In spite of the deep polarisation of the American electorate, the two candidates perhaps come closest to each other in economic policy. Both would cut taxes and increase borrowing. Like Joe Biden, Harris would keep some of the tariffs on China introduced last time by Trump, but she would not increase them as he intends. Their tax breaks would be aimed at different sections of the economy.
Both say they would tighten border security against illegal migration but only Trump says he would use the military to enforce mass deportations.
The sharpest division is over women’s health rights. Harris plans to restore the nationwide right to abortion and birth control. Trump appointed the US Supreme Court which abolished it and says decisions about abortion rights should be left to the states.
Trump has repeatedly listed the “enemies within” who he plans to persecute if he is re-elected.
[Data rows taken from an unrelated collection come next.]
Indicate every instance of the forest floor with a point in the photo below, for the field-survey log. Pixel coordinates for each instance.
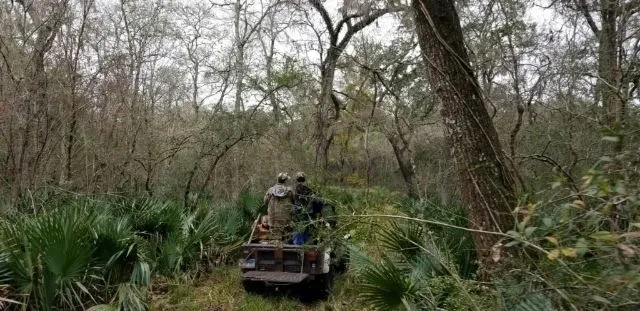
(222, 291)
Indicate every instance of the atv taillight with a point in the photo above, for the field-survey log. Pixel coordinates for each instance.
(311, 255)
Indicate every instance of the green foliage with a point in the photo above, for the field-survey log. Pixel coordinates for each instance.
(424, 266)
(582, 250)
(385, 286)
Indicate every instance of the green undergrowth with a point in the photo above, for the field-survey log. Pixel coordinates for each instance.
(71, 253)
(393, 262)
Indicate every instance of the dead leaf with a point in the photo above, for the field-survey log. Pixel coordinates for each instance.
(570, 252)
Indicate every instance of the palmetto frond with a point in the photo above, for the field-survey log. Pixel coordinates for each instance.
(385, 287)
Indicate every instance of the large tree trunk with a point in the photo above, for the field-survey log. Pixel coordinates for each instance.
(486, 183)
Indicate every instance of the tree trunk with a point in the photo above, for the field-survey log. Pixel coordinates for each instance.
(324, 132)
(608, 67)
(486, 183)
(407, 167)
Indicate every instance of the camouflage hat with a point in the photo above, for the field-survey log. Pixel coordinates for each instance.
(282, 177)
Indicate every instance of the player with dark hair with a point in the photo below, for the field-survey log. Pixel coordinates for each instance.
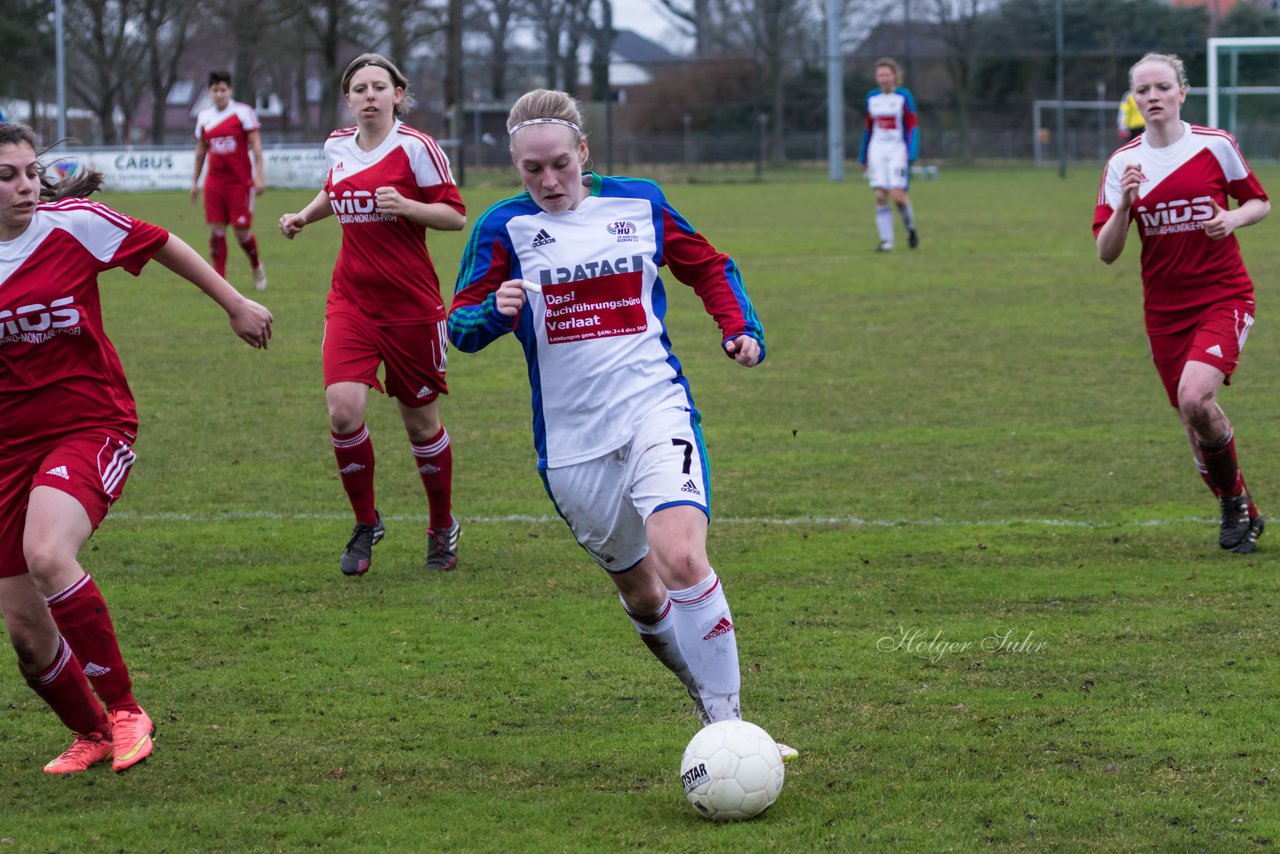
(1175, 181)
(571, 268)
(225, 133)
(387, 183)
(891, 144)
(67, 438)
Harris says she wants to be a president for all Americans who should fear her "unstable, unhinged and unchecked” opponent.
When she was a prosecutor in California, Harris risked her career by refusing to ask for the death penalty for a cop killer. Trump took out full pay advertisements demanding the execution of the Central Park Five, who turned out to be innocent. One of his final acts as president was to speed up the killing of those on Federal death row.
Donald Trump or Kamala Harris? Americans face their starkest choice since the Civil War ever in this election.